J'ai compris que ce que je voyais était la situation qui se déroulait dans le puits sans fond situé sous la salle de méditation. Ce qui m'a le plus surpris, c'était le grade du soldat, ses insignes de casquette et ses épaulettes, qui indiquaient qu'il était japonais et portait l'uniforme militaire standard du milieu de la Seconde Guerre mondiale. Ses bottes noires ont confirmé mon intuition.

« Un ninja de l'école Yagami-ryu ? Un officier japonais ? » Mais son apparence actuelle ressemblait à celle d'un spécimen animal trempé dans du formol, avec une peau pâle et des traits d'un réalisme saisissant.

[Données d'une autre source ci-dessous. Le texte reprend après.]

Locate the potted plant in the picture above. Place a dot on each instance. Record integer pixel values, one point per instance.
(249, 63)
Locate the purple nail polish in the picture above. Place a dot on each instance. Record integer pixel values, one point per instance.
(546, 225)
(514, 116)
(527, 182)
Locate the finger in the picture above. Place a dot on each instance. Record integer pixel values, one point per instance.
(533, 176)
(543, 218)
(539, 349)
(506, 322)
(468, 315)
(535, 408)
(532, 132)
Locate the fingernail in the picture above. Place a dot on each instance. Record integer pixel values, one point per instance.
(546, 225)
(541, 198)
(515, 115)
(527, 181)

Il était assis bien droit dans un sanctuaire rectangulaire. Je me tournai vers la gauche et vis des sanctuaires alignés les uns après les autres, tous taillés dans un grand mur de pierre noire et tous de dimensions identiques. Les personnes assises dans les autres sanctuaires étaient exactement les mêmes que celles qui y étaient assises, tant par leurs vêtements que par leurs épées. Rien d'étonnant à ce que Guan Baoling n'ait représenté qu'un gros plan d'une épée dans ses écrits.

Ce mur de pierre semblait s'étendre à l'infini, contrairement à l'intérieur d'une grotte circulaire comme un puits profond. Malheureusement, la lumière était insuffisante pour me permettre de distinguer le terrain et les alentours.

Si seulement nous pouvions découvrir l'identité des ninjas de Kibagami-ryu, que signifieraient dix copies identiques ?

J'ai soudain réalisé que si j'étais déjà entré dans le domaine de télédétection de Shao Hei, la chose la plus urgente à découvrir était l'état de ces deux portes, car j'avais toujours soupçonné que quelqu'un était passé par là avant moi et, pour une raison quelconque, avait laissé une clé dans la serrure.